The SEC’s complaint against Siris and his entities alleges violations of Sections 5(a), 5(c), and 17(a) of the Securities Act of 1933, Sections 10(b) and 15(a) of the Securities Exchange Act of 1934, Rule 10b-5 thereunder, Rule 105 of Regulation M, and Section 206(4) of the Investment Advisers Act of 1940, and Rule 206(4)-8 thereunder. Without admitting or denying the allegations, Siris and his firms agreed to pay $592,942.39 in disgorgement and $70,488.83 prejudgment interest. Siris agreed to pay a penalty of $464,011.93. They also consented to the entry of a judgment enjoining them from violations of the respective provisions of the Securities Act, Exchange Act, and Advisers Act. The settlement is subject to court approval.
Also charged for securities law violations related to China Yingxia:
- Ren Hu – the former CFO of China Yingxia made fraudulent representations in Sarbanes-Oxley (SOX) certifications, lied to auditors, failed to implement internal accounting controls, and aided and abetted China Yingxia’s failure to implement internal controls.

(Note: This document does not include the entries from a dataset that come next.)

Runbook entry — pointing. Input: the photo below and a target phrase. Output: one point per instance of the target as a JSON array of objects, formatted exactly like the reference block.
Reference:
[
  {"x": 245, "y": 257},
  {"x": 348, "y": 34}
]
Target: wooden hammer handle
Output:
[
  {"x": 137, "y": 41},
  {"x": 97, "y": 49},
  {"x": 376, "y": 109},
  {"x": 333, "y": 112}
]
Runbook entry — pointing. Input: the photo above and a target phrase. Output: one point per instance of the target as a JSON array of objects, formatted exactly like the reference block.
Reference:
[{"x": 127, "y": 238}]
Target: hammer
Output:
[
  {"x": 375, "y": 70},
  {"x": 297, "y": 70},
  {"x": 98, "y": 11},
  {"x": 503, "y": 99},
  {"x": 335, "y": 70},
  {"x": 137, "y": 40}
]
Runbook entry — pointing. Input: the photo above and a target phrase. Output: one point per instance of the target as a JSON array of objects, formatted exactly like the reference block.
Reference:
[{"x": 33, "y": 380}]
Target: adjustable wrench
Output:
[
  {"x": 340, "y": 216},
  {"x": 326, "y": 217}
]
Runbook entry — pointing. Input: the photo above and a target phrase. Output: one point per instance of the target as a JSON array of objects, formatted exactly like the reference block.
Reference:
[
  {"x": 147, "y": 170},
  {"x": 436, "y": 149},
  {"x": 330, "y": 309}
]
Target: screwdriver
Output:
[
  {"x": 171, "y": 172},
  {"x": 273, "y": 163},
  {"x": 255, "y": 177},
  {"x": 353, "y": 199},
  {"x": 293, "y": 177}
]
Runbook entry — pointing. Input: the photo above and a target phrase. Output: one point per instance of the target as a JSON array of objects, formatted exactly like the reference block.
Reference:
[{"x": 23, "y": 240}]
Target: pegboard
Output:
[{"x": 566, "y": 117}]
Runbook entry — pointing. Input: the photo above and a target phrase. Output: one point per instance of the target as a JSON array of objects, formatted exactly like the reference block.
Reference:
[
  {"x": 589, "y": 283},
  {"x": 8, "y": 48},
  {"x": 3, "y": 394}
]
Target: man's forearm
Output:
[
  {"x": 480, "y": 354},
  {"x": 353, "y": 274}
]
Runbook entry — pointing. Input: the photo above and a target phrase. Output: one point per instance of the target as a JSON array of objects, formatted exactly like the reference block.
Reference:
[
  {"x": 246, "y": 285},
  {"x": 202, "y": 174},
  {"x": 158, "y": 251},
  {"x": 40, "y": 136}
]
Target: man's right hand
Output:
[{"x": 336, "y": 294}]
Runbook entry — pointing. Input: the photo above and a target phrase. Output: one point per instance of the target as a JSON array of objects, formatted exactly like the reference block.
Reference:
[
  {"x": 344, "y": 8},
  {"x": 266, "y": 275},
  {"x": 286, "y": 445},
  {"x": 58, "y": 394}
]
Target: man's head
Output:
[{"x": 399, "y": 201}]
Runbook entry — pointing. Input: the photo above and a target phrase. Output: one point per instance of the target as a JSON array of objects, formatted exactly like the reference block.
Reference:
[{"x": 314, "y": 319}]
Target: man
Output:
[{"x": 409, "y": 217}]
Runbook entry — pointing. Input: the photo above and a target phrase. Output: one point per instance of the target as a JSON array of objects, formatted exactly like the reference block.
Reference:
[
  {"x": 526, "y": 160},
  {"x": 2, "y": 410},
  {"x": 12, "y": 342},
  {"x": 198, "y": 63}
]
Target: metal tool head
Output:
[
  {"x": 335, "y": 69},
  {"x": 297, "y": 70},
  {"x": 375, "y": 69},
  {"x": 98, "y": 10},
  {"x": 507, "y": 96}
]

- Peter Dong Zhou – engaged in insider trading and unregistered sales of securities and aided and abetted unregistered broker-dealer activity while assisting China Yingxia with its reverse merger and virtually all of its public company tasks. Without admitting or denying the charges, Zhou agreed to pay $20,900 in disgorgement, $2,463.39 in prejudgment interest, and a penalty $50,000. He agreed to a three-year collateral bar, penny stock bar, and investment company bar.
- Alan Sheinwald and his investor relations firm Alliance Advisors LLC – were retained as “consultants” to China Yingxia and acted as unregistered securities brokers while raising money for China Yingxia and at least one other issuer.
- Steve Mazur – acted as an unregistered securities broker while selling away from his firm the securities of China Yingxia and one other issuer. Without admitting or denying the charges, Mazur agreed to pay $126,800 in disgorgement, $25,550.01 in prejudgment interest, and a penalty of $25,000. He agreed to a two-year collateral bar, penny stock bar, and investment company bar.
- James Fuld, Jr. – involved in the unregistered sales of securities. Without admitting or denying the charges, he agreed to pay $178,594.85 in disgorgement and $38,096.70 in prejudgment interest.
Mr. Calamari said, “With these charges, the SEC continues to make good on its commitment to hold accountable those who enable some Chinese reverse merger firms to take unfair advantage of investors in the U.S. capital markets.”
The SEC’s investigation, which is continuing, was conducted in the New York Regional Office by Celeste Chase, Eduardo A. Santiago-Acevedo, and Osman Nawaz, with assistance from Frank Milewski. Paul Gizzi and Osman Nawaz will lead the SEC’s litigation team. The SEC acknowledges the assistance of the Financial Industry Regulatory Authority (FINRA) in this matter.